3

I’m still learning data science and trying to improve my understanding of statistical tests. Right now, I’m working with a dataset where I have a categorical feature (e.g., “School Type” with values like Public, Private…) and a numeric target (e.g., student scores). However, the numeric target is not normally distributed.

  1. What are the best statistical tests to measure the correlation between a categorical variable and a non-normally distributed numeric target? I’ve seen tests like ANOVA (which assumes normality) and Kruskal-Wallis (which is non-parametric), but I’m not sure which is the best choice in different scenarios. Are there other tests I should consider?

  2. Once I calculate the correlation, how can I determine how each category affects the target? For example, how do I find out which categories have a positive or negative effect on student scores? Should I compare medians, use effect sizes, or apply another method?

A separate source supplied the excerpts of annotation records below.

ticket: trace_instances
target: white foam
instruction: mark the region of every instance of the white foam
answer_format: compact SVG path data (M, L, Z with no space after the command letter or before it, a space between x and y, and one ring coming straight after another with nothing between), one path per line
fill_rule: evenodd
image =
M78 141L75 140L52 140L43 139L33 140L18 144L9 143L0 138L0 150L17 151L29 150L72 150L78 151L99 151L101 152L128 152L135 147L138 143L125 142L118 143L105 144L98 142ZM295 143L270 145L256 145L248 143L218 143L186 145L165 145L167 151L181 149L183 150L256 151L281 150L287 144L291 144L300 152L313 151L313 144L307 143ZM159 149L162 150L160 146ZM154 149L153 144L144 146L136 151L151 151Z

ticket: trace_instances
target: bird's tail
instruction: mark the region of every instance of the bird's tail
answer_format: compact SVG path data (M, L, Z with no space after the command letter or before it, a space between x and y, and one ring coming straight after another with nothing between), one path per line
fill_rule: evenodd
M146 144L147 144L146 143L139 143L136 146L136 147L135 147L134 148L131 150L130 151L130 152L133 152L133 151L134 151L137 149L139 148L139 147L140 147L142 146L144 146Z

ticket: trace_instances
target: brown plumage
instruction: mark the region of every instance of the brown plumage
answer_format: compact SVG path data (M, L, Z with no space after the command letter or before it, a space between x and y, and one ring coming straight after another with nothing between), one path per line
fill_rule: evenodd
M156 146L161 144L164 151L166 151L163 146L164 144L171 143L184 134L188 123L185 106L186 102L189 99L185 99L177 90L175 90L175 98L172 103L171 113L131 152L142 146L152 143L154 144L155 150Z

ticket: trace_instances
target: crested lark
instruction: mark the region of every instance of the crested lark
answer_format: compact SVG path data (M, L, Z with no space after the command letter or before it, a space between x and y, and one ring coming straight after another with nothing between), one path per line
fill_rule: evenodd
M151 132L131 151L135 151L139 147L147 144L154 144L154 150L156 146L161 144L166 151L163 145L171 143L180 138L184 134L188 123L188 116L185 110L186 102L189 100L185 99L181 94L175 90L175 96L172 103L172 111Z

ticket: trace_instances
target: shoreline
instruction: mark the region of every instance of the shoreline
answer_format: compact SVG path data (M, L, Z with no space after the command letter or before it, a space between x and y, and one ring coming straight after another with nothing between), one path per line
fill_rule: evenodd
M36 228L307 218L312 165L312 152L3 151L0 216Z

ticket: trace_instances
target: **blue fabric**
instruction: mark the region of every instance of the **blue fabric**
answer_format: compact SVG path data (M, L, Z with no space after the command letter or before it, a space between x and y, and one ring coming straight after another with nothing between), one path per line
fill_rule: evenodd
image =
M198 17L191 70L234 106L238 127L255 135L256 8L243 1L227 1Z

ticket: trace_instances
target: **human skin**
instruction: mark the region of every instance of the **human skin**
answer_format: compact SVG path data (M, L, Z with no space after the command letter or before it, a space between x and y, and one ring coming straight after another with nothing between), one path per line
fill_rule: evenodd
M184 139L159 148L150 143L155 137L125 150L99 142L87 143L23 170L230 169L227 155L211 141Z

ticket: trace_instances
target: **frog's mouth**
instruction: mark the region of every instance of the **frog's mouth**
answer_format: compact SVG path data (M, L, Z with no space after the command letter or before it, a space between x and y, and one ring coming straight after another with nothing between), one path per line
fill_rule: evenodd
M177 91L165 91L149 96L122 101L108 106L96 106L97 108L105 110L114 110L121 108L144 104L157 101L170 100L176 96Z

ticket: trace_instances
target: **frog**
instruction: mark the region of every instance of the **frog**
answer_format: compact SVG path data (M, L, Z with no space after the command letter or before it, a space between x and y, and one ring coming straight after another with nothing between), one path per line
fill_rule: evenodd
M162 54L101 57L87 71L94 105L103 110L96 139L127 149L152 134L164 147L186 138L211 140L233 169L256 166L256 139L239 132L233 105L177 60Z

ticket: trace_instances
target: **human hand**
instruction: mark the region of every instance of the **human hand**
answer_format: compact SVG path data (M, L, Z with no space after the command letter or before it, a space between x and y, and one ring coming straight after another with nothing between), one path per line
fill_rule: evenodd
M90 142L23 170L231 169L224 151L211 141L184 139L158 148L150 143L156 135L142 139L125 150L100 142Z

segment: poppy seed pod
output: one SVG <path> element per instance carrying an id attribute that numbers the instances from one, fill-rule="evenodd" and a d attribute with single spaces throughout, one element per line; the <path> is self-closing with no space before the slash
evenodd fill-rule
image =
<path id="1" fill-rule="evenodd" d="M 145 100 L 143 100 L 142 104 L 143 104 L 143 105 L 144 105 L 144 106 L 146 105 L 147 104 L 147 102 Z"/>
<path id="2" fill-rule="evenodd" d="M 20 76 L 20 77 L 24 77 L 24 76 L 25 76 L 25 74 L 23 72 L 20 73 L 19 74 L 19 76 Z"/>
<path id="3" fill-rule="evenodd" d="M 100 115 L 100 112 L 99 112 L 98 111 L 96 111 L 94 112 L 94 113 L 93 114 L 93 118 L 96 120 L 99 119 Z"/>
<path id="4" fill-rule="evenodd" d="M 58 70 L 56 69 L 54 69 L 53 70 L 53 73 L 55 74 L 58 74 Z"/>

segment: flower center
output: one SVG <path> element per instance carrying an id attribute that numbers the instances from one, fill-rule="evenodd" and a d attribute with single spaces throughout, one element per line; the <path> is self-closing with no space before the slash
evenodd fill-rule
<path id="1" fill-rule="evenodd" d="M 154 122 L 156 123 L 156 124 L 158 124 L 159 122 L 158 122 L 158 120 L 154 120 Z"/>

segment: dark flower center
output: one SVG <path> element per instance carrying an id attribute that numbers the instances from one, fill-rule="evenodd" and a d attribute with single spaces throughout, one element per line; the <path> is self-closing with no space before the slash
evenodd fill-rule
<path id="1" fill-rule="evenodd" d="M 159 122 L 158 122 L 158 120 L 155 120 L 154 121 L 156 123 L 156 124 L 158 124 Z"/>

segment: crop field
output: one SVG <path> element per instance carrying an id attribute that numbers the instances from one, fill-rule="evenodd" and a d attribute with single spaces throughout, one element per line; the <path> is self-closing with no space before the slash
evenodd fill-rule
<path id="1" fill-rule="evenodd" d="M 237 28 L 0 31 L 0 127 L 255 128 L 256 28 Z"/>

I’d really appreciate any insights or recommendations.

Gab
  • 31
  • 2

1 Answers1

3

ANOVA is a good method for hypothesis testing. What I can infer is explained below through an example.

\begin{array} {|r|r|}\hline & A & B & C \\ \hline Public & 58 & 56 & 58 \\ \hline Private & 64 & 60 & 58 \\ \hline HomeSchool & 59 & 59 & 60 \\ \hline \end{array}

What I can understand, for $1^{st}$ query you should try ANOVA as $ \sigma_{public} = \sigma_{private} = \sigma_{home}$, etc, for correlation. Normality only becomes an issue if the dataset is small. For large data, it starts to act as what is stated in the Central Limit theorem. Kruskal-Wallis is used for ranking-based testing, student scores in no way can be used for ordinality.

For $2^{nd}$ query, you may try mean, mode, and median for comparison.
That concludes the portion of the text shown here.